Now I was questioning if the Atheros AR521x wasn't such a good option -- at least in the non-tri-mode, b/g-only flavors. At this point, I was even considering just dropping $1,000 for a new Intel Core Duo notebook with the IPW3945 on-board and be done with it. But no, I wanted to hold off on a new notebook and I figured I'd give the Atheros AR521x series one more try. After all -- the Atheros/madwifi solution worked for me in the past. I almost tried a Belkin's CardBus and PCI Atheros options, but just like Linksys, I you cannot trust their model numbers -- they change solutions mid-model and don't always list the "version" on the box. But I really didn't want to drop more than $50 on another Atheros solution. Yeah, TRENDnet had sub-$30 options, but that's just too good to be true. I mean, I'm the first person to say brand name means squat today -- and I wasn't about to be a fool by assuming TRENDnet's station cards might be a great buy, right?

Okay, I was a fool. I went ahead and ordered the sub-$30 (each) TRENDnet TEW-441PC (CardBus) and TRENDnet TEW-443PI (PCI) -- the cheapest Atheros solutions you can basically find. Now I didn't go with the similarly costing, TEW-501/503 MIMO products yet because support was varied in the Madwifi support comments. I figured the 441/443 were the best options, given the feedback, although I wasn't expecting much in radio or other support. Getting anything more and I would be a plesantly surprised.
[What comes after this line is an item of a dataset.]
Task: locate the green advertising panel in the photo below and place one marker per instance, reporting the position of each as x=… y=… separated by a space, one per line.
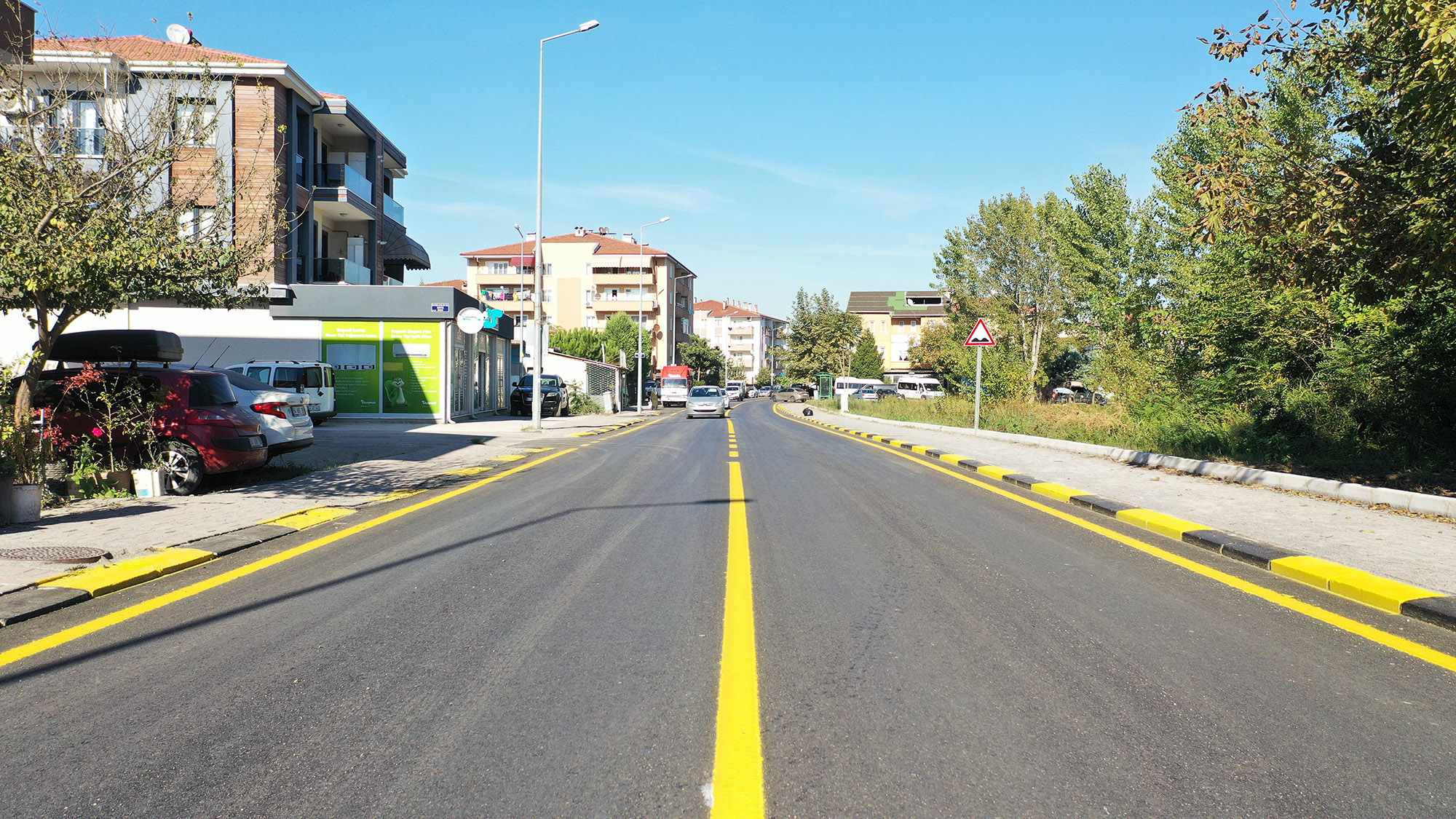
x=353 y=349
x=411 y=368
Well, damn if I wasn't shocked! The suckers worked solid -- and I mean solid! Signal quality is unbelievable -- better than my PRISM-II cards. I'm getting 36-54Mbps with the same signal quality as the PRISM-IIs are at 11Mbps. And that's was to the Linksys AP in my hotel -- not my TRENDnet at home! The Windows XP utility for "site survey" identifies all the APs in an ESSID and lets me choose the one I want (there are 3 in my hotel) -- far better than the other Windows utilities included with the other cards! Now back at home, I don't need to use the ESSID broadcast and the Madwifi driver even lets me use WPA under Linux!
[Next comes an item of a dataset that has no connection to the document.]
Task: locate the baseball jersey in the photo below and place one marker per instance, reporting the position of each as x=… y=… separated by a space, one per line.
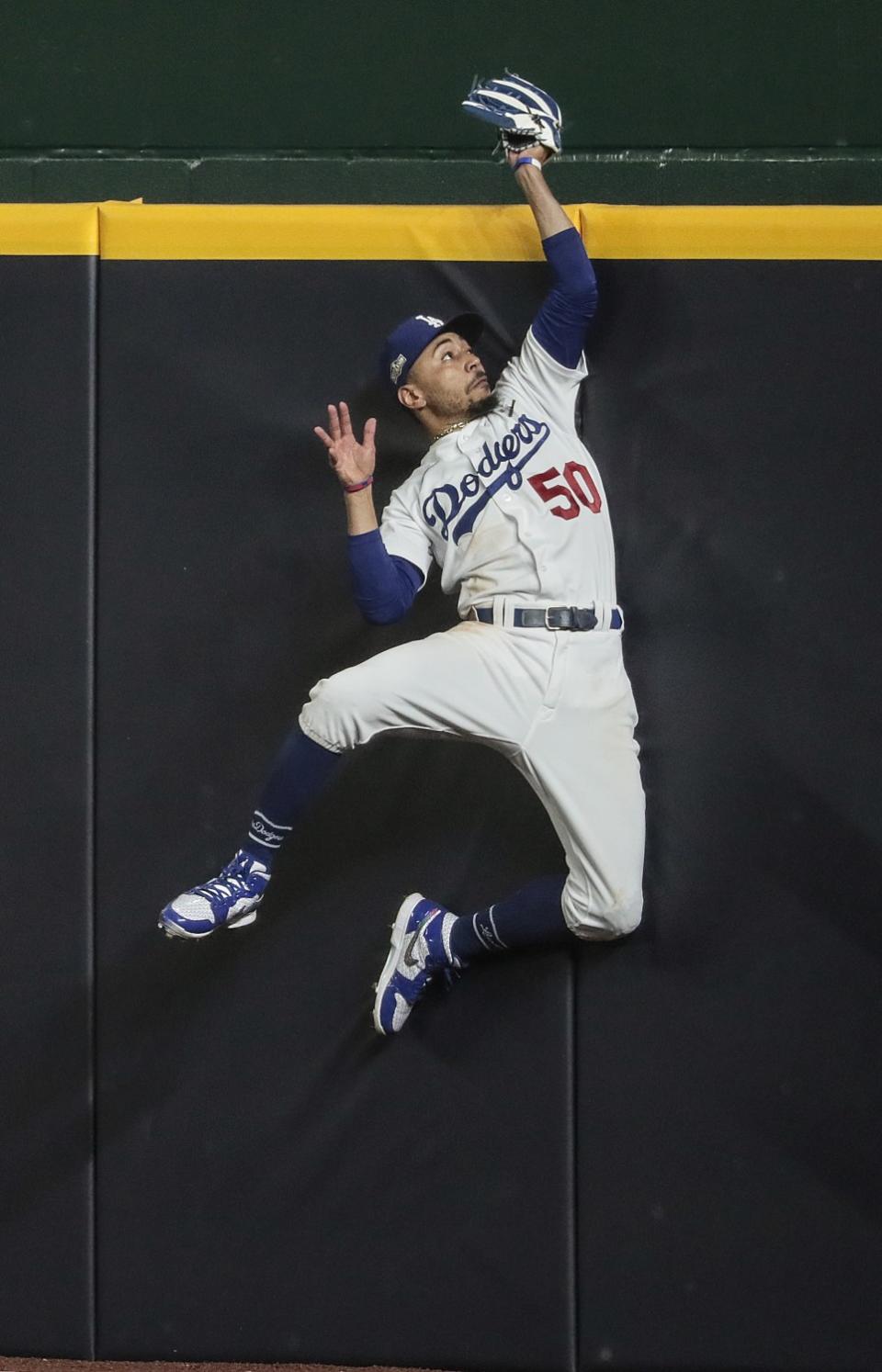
x=512 y=504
WTF? I didn't even pay $30 for either of these cards? The -2dbi antennae works just fine -- both the CardBus card and the PCI card. There must be something wrong -- the cheap solution works damn well. I couldn't have just "gotten lucky" because both of them worked -- not just one card, but both! My notebook and portable desktop cube are very, very happy now! I'm sure TRENDnet sells some solutions that are not so good and I'm sure some of their newer products are not Linux compatible, but the 441/443 isn't very old either. I still don't go on brandname, but for these 3 TRENDnet products -- I'm definitely a closet TRENDnet fan for now, and will look for their name in any review of new products and their Linux compatibility as a "good first chance."

2 comments:

seanos said...

Cheers for the information,
took a look at their site, they seem to have a fair bit of nice things (extensive range too).
Shame their Irish prices differ so much from US ones, but nearly used to that by now.

Hopefully some of their other equipment is as good as what you found.